裏返し?これがストレートの愛情表現です(幸村)


裏返し?いえ、これがストレートの愛情表現です


バカだ、バカだと思ってたけど、俺もここまでバカだと思わなかったよ。

でもそこがかわいいんだよね、赤也は。

「で幸村部長!!真田副部長のプレゼントは何にします?!」

あぁ、頼むからそんな純粋な目で俺を見るなよ。

髪をワシャワシャしたくなるだろうが、お隣にいた黒のトイプードルを思い出したじゃないか。
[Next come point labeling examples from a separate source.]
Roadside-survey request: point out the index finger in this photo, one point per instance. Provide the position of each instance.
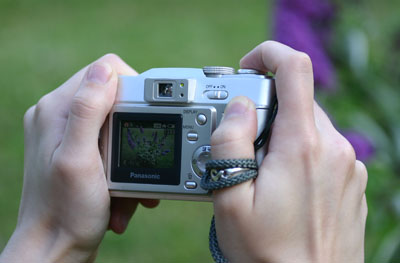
(293, 79)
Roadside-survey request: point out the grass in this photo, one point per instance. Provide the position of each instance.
(42, 43)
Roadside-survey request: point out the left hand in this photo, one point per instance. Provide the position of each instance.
(65, 207)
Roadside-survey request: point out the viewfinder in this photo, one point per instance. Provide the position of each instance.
(165, 90)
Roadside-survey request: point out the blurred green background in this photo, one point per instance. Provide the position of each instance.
(43, 42)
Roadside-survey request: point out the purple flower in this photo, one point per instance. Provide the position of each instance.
(305, 26)
(165, 152)
(155, 136)
(362, 145)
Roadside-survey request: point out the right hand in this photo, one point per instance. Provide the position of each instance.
(308, 203)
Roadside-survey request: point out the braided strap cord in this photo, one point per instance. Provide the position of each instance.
(209, 184)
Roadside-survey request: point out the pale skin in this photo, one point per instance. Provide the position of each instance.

「やっぱり、真田副部長の性格から普段使える物ならもらってくれそうな気がするンスよ。」

「赤也もちゃんと考えているのだな。」

て頭を撫でる柳がドッグリーダーに見えてきた。

「ですが、いきなり父の日と言われても真田君の方が戸惑うと思うのですが…。」

言ってる柳生が戸惑ってる、俺も戸惑いまくり。

紅白コンビは爆笑してるし、ジャッカルも引いてる、もちろん赤也の発想にだ。

何がどうして赤也には一個上、俺達には同い年の仲間に父の日のプレゼントを贈るっていうのさ?
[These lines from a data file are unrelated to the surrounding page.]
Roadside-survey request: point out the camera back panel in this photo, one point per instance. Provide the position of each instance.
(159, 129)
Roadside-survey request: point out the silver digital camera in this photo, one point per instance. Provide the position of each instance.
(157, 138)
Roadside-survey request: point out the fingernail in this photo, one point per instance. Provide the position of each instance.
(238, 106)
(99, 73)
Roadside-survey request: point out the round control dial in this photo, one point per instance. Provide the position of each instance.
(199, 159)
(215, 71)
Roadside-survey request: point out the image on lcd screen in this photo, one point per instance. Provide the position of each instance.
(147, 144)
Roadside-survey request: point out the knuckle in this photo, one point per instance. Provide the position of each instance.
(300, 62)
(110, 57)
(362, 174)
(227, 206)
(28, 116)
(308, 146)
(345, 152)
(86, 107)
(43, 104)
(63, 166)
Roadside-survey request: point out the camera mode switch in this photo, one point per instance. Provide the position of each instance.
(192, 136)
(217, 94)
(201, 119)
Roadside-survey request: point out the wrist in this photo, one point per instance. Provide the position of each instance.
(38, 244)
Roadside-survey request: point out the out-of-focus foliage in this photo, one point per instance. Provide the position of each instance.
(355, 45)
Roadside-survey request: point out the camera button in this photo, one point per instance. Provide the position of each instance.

「俺、マジ真田副部長尊敬してンスよ!!ウチの父ちゃんは出張魔であんまり父親って実感ないンスけど、真田副部長に初めて怒られた時、これが父親か!!って感動したッス!!」

「…俺は赤也の発想を尊敬するよ。」

俺の父親は週一の割合で土下座してるから、結婚して子供が生まれたら、男は女に逆らったら生きていけないものなのかと思ってたくらいだからね。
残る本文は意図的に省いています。